In this stage, the developed model is evaluated to verify how well it fits to solve the identified problems. Different analysis techniques and measurement metrics can be used depending on the type of problem and artifact created. The performance of sign language recognition is measured via the following recommended frame-based metrics: true positive, true negative, false positive, false negative, and their combinations, such as accuracy, precision, recall rate, and F-measure39. A confusion matrix is a matrix composed of columns that represent the predicted class and rows that represent an actual class. It helps in analyzing where the model is confusing among classes. The model evaluation metrics are presented in Table 2.

Table 2 Model evaluation metrics.

Proposed architecture

This section presents the proposed architecture of the EthSLR model. The design comprises the major successive steps in automatic Sign Language recognition: video acquisition, preprocessing, segmentation, feature extraction, and classification. The tasks that are accomplished under each step as well as the methods and algorithms used are explained in detail. The proposed system architecture is constructed from the major steps of automatic Sign Language recognition. Each step involves certain tasks that contribute to the success of constructing the EthSLR model. Then, preprocessing is performed to convert the input video to a sequence of image frames. It also involves converting the color space of the image frames. Segmentation helps detect and extract human poses, faces, and hand keypoints. The key points are passed forward to train and test the model. The model is trained on a larger portion of the dataset constructed for this purpose. The remaining data are utilized for validation and testing purposes. In the following subsections, a thorough description of each step is presented. As shown in Fig. 2, the model begins by acquiring a video of a specific Ethiopian Sign Language sign.

Fig. 2
figure 2

The proposed architecture for Ethiopian Sign Language Recognition (EthSLR).

Video acquisition

Video acquisition is the first step in which the dynamic motion of the signer is captured. In this research, vision-based acquisition is implemented via a webcam. OpenCV, a Python library, is implemented for this purpose.
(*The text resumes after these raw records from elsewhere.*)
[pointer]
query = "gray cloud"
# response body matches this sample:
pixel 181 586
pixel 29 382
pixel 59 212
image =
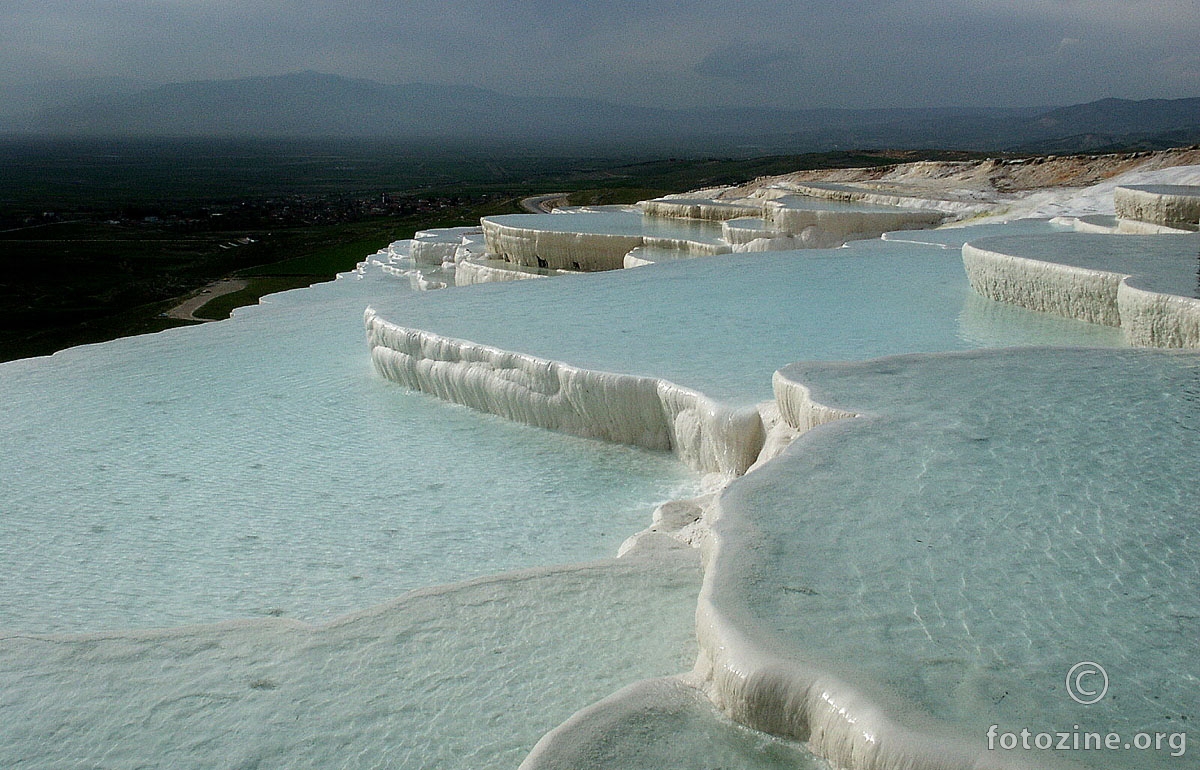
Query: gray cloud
pixel 882 53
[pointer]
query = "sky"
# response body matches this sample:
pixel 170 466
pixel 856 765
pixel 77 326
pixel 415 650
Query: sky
pixel 667 53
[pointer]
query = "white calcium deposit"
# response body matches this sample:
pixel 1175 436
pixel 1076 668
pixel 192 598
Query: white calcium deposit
pixel 639 410
pixel 1170 205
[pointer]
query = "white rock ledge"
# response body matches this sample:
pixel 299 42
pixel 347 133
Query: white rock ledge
pixel 791 698
pixel 639 410
pixel 1099 296
pixel 1168 205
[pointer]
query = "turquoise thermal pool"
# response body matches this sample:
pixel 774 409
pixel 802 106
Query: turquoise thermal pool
pixel 258 467
pixel 988 522
pixel 690 322
pixel 211 531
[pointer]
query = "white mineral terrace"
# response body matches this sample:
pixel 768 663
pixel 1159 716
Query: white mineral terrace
pixel 1169 205
pixel 1146 284
pixel 637 410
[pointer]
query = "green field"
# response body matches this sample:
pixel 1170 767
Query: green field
pixel 99 239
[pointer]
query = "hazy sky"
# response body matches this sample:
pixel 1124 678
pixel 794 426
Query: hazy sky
pixel 798 53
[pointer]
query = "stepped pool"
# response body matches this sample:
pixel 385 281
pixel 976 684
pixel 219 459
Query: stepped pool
pixel 936 565
pixel 256 471
pixel 258 467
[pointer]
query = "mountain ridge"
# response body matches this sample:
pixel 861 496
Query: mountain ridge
pixel 319 104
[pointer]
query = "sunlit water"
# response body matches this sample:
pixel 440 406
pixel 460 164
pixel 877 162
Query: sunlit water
pixel 724 324
pixel 259 467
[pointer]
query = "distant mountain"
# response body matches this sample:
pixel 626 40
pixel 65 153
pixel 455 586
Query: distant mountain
pixel 316 104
To improve the quality of the input video, a mobile phone camera is also utilized as a webcam by connecting a mobile phone to the computer via a USB cable. Iriun webcam, a software that is installed on both the mobile phone and the computer, is used to facilitate the utilization of the mobile phone camera as a webcam.

Video preprocessing

Preprocessing is a task that aims to produce enhanced data that helps greatly simplify further processing and analysis. It may involve noise removal, image resizing, color space conversion, and other related subtasks40. In this research, two subtasks are employed. The first subtask deals with converting the input video to sequences of image frames. Since the maximum time it takes to sign a single word is three seconds, the number of frames in a single sequence is set to thirty (30) frames. Once the sequence of frames is extracted, color order rearrangement follows. Since the video is captured via OpenCV’s VideoCapture() method, which by default reads images in the BGR (blue, green, red) color sequence, the frame sequences have a BGR color sequence. This arrangement of colors must be changed to an RGB (red, green, blue) color sequence to be further processed by the landmark detector, which is discussed in the next section. The output of this task is thirty frame sequences in RGB color format.

Segmentation

This process obtains image sequences to detect landmarks of specific parts of the signer’s body, pose, face, and hands. To accomplish this task, an open-source framework called MediaPipe is utilized. MediaPipe is Google’s cross-platform pipeline framework that helps to build computer vision-based artifacts. In this study, MediaPipe Holistic is employed to detect and track human poses, facial landmarks, and hands simultaneously. It is a multistage pipeline comprising separate MediaPipe Pose, MediaPipe Face Mesh, and MediaPipe Hands models to detect human poses, facial landmarks, and hands, respectively. The MediaPipe Holistic provides an efficient estimation by treating each region with the appropriate image resolution. It works by first estimating the human pose via BlazePose’s pose detector and subsequent landmark model. The estimated pose landmarks are then used to derive regions of interest crops for both hands and the face. The region of interest is improved through a recropping model. The full-resolution input frame is subsequently cropped to the three regions of interest. Hands and facial landmarks are estimated via their respective models. After all the landmarks are estimated, they are merged to produce holistic landmarks that contain a total of 543 landmarks (33 poses, 468 faces, and 21 for each hand). MediaPipe is a reliable framework because it is capable of retargeting body parts when targets are lost because of faster movements. It is also characterized by its faster response time for faster movements when pose prediction is used on every frame as an additional ROI.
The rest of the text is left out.